Hmm… interesting … i might really wanna look into a scala version…
otoh… i wonder if greta uses some sort of symbolic differentiation…
also, thinking about discrete variables, and hmc
discrete variables can have a deterministic equation of motion associated with them such that the total energy stays unchanged, so, that would be the not sigmoid way of doing things
i think this discrete variable problem a very strange problem
neural networks have sigmoids to be able to learn
you say that states which are “in between” the discrete values are forbidden, you assign zere probability to them, you throw them away, as long as detailed balance holds between the discret states, the markov chain will generate the right distributione , and since the equations of motions are symmetric, you can do this, but there might be some useful information if the there is a linear or even non line-transformation beftween the two discreet states , its a different model for sure , but still if the total energy of the system is not changing then that might mean that you are extending your model “in the right way” - you include the only single extra assumption into your model that is allowed to be incluled
i wonder why this technique is not being already widely used in hmc?
is there a fundamental reason why?
i am also wondering about tf
it spends most of its time by calculating differential, derivatives which might or might not be so easily parallelizable…

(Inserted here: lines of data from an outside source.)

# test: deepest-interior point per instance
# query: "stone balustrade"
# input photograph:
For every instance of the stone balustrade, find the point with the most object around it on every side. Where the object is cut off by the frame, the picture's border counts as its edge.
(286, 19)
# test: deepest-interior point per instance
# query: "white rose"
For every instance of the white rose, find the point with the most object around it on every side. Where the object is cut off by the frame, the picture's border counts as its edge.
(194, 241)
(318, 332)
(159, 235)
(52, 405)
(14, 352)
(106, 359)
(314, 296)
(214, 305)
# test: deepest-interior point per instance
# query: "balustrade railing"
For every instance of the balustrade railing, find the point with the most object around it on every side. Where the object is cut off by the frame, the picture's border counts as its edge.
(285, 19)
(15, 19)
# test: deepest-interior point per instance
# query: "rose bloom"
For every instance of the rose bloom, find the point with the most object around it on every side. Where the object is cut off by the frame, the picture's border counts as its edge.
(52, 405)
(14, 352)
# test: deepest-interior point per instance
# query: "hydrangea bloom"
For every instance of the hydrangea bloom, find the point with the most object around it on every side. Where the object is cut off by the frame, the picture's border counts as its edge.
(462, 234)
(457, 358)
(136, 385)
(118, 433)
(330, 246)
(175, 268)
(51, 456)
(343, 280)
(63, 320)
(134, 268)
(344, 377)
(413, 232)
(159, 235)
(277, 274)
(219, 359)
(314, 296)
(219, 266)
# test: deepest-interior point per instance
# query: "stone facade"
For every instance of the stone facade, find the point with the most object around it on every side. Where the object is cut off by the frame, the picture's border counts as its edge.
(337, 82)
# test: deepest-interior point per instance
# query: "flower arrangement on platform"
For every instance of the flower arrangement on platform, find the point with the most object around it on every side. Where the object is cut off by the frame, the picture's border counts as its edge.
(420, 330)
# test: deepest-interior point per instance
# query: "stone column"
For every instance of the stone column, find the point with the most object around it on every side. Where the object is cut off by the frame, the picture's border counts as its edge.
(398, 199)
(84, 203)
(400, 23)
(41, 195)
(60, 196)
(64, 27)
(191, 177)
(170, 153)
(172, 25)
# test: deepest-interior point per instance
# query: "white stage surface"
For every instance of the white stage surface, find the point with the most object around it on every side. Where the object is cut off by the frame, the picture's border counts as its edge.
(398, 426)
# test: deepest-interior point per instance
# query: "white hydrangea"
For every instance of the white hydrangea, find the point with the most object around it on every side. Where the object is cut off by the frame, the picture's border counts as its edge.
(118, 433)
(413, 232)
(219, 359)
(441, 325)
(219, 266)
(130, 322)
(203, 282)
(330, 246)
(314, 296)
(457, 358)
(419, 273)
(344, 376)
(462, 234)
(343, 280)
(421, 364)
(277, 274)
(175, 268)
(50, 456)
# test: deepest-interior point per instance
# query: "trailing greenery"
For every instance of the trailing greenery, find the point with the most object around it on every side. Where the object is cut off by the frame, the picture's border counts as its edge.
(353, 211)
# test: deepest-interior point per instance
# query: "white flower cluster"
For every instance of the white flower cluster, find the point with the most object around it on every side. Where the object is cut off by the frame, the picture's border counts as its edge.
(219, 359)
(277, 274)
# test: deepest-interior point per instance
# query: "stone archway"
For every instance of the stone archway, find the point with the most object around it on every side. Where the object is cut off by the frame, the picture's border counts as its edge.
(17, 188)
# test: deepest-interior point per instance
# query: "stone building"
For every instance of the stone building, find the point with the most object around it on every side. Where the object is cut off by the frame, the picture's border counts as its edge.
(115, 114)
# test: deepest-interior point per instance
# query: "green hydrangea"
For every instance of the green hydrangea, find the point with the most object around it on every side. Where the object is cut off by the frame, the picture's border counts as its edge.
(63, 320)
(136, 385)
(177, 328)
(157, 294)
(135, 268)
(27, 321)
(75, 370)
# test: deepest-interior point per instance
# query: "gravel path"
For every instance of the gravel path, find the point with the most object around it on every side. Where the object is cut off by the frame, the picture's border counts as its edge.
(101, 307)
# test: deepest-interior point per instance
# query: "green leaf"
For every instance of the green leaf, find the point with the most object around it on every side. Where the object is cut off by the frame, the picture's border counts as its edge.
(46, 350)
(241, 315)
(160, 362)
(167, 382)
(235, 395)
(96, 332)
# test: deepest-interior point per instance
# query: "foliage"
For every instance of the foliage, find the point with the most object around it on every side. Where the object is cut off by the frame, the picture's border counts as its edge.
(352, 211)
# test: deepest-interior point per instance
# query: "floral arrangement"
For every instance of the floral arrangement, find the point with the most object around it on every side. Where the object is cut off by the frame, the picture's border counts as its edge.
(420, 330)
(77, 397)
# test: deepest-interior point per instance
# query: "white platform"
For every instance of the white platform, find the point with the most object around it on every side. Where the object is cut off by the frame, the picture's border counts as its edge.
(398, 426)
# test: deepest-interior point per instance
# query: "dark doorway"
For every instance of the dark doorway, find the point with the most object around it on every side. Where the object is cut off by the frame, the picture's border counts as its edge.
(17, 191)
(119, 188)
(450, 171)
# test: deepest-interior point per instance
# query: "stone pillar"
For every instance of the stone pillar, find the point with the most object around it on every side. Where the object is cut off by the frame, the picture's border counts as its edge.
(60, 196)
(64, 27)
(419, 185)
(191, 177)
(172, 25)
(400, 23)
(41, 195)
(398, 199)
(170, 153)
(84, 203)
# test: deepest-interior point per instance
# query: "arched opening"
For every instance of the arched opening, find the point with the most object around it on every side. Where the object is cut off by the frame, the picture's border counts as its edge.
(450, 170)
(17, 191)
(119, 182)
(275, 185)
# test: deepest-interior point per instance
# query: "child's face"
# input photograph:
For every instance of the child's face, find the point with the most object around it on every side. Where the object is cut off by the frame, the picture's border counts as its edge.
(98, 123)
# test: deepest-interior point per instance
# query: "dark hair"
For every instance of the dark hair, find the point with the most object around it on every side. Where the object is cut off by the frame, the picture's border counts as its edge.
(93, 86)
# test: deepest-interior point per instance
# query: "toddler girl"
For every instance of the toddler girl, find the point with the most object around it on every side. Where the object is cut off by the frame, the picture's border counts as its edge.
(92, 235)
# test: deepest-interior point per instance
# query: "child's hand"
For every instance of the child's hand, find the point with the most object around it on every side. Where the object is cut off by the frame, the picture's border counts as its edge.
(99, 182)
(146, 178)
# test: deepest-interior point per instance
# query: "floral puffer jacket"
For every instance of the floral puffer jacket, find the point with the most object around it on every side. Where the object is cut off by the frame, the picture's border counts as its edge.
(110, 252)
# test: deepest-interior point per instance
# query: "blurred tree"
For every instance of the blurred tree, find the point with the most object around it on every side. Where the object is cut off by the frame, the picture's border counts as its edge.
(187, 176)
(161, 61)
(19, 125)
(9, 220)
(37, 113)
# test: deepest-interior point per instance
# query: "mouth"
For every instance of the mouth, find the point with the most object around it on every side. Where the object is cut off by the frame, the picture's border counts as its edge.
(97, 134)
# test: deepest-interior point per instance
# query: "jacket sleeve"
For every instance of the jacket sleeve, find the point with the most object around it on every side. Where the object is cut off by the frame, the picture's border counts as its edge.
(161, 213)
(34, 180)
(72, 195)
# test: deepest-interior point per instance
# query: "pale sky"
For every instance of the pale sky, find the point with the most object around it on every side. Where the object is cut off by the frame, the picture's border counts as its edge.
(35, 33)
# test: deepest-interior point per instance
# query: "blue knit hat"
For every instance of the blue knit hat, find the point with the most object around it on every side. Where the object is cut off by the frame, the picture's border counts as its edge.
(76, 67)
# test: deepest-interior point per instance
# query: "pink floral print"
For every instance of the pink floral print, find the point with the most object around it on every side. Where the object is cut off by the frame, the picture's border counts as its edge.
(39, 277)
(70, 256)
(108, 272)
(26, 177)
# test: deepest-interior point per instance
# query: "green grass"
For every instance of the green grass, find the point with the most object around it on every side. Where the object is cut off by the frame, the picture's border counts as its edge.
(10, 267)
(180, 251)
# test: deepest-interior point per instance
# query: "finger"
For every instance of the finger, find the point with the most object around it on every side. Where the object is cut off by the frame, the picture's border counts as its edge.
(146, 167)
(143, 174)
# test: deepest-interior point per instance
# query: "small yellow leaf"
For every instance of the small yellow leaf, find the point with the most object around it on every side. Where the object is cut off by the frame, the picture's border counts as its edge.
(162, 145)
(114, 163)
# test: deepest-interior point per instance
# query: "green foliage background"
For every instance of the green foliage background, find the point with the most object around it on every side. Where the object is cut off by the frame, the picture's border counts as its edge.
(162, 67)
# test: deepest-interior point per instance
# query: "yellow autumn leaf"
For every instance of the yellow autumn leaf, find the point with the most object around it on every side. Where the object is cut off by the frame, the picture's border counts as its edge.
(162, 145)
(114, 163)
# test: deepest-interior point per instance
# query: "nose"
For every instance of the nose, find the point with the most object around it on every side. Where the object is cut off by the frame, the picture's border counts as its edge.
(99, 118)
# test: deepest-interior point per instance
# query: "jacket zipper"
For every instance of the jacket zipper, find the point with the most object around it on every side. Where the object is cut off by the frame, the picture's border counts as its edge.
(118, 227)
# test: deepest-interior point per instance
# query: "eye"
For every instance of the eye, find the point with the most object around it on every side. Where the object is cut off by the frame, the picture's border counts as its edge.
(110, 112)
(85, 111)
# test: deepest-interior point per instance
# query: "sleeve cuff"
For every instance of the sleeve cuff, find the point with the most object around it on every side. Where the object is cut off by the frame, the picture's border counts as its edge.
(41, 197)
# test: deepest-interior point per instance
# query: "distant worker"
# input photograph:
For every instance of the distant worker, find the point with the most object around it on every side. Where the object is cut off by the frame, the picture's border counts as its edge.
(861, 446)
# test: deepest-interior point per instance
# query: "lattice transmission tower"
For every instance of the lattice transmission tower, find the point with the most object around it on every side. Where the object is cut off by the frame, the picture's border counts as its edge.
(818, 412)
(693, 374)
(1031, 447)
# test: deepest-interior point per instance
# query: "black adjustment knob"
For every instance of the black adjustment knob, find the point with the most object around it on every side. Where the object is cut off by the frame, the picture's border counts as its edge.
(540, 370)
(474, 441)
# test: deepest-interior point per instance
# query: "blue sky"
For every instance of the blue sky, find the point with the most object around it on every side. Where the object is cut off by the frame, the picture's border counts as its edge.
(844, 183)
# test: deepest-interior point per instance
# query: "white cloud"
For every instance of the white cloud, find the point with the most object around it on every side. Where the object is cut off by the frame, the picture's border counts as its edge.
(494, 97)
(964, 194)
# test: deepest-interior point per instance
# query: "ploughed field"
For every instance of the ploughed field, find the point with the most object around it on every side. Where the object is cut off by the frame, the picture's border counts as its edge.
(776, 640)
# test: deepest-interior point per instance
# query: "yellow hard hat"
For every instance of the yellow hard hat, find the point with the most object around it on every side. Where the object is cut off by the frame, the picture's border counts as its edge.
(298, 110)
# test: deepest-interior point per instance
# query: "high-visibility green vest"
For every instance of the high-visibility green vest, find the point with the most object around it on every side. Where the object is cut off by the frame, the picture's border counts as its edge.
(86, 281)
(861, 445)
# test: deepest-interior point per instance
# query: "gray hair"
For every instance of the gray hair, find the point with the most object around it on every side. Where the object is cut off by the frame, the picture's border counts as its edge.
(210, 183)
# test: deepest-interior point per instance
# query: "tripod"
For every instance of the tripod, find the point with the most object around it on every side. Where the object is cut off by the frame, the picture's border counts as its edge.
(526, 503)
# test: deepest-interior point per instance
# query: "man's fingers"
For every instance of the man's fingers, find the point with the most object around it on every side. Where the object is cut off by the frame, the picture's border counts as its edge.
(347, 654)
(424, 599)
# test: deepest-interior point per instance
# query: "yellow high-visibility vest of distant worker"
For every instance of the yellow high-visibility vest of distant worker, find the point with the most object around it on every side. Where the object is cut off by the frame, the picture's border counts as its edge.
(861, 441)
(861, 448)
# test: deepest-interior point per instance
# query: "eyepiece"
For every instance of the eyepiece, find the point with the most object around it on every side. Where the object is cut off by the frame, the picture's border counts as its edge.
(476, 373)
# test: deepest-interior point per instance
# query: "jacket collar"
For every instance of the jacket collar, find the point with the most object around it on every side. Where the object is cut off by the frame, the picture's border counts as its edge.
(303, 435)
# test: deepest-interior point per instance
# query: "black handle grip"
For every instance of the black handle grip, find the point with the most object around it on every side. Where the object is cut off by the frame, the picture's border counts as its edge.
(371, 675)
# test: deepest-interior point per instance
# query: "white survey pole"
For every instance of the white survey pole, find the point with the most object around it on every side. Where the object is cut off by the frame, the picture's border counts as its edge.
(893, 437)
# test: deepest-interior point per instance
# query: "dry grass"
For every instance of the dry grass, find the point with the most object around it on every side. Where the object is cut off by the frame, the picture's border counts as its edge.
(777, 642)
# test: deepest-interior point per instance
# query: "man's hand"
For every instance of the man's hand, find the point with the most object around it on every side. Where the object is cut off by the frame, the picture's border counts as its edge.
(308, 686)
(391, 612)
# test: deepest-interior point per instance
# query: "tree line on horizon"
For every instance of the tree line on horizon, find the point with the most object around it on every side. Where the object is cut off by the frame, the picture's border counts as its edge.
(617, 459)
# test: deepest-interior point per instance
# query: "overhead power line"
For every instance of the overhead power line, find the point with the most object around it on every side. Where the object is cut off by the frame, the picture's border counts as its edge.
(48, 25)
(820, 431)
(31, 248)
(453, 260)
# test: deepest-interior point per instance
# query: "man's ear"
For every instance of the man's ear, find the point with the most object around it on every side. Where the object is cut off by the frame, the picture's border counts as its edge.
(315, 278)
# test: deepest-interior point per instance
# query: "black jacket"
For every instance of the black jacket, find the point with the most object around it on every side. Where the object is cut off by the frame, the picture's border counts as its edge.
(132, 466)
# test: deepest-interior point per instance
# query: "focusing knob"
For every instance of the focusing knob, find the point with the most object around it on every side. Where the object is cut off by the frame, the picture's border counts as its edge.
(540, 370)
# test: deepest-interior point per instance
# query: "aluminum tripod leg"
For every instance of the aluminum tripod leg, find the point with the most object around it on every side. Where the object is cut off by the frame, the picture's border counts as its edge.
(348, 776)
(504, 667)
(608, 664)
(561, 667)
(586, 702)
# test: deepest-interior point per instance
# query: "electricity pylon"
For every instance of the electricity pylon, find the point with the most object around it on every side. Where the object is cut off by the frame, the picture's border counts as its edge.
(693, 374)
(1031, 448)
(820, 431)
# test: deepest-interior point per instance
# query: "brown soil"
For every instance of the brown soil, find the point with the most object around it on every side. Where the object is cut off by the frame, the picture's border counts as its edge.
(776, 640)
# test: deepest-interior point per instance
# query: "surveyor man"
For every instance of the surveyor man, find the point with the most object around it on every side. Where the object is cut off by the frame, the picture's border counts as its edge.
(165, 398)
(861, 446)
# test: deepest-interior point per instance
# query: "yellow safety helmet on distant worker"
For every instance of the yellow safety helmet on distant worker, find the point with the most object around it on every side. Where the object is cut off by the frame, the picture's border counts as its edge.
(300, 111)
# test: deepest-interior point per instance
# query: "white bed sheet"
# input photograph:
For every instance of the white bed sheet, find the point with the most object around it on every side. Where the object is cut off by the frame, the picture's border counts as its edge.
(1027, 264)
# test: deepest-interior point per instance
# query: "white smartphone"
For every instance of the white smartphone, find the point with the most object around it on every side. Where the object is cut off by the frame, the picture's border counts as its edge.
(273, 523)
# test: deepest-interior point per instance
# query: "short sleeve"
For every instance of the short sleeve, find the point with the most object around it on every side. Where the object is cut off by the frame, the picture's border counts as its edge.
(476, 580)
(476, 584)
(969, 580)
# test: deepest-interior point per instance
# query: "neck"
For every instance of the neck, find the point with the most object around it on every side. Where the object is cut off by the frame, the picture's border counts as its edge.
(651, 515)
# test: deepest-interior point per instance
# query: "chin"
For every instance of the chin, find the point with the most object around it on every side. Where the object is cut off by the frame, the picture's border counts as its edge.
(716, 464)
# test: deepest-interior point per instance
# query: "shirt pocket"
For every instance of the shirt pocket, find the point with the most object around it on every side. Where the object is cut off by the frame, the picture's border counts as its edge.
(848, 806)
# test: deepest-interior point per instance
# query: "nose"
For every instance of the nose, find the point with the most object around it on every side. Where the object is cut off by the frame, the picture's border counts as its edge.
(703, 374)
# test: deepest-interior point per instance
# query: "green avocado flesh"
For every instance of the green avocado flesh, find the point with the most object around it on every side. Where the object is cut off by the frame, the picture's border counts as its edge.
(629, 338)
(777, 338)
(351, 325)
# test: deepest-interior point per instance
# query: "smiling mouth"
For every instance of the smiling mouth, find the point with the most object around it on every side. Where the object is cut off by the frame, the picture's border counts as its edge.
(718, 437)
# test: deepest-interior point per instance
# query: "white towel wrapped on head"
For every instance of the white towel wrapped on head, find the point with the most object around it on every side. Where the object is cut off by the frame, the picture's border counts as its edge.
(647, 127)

but for example, if i were to use monix, a distributed async reactive framework for scala, then i could distribut the calculations to 10000 nodes or, according to the differentiation rules, and then combine them in some optimal fashion
since the graph which describes the computation is first class and dynamic and type safe, i am really wondering why not scala is the choice for such calculations?
when thats pretty much where the only usable reactive, async, massively parallel solution can be implemented …
i am even wondering if it were possible to outdo tf by a few lines of scala code, when it comes to scaling to massive datasets…
symbolic differentiation is pretty easy to handle with such reactive streams
caching is take care out of the box…
i mean… yes, for a few gpu-s, etc… a custom built c++ code might be enough, but what if you want to use 1 million cores?
how do you write code for that?
i could guess, that in scala, its not more than a few k lines, but in c++ where u dont have reactive systems, first class support for them… things are not composable… i would not stand a chance…
i dont know anything about this topic, but i have seen recently massive development in this area and i have a gut feeling that even i might be able to write a code that beats tf on one million cores…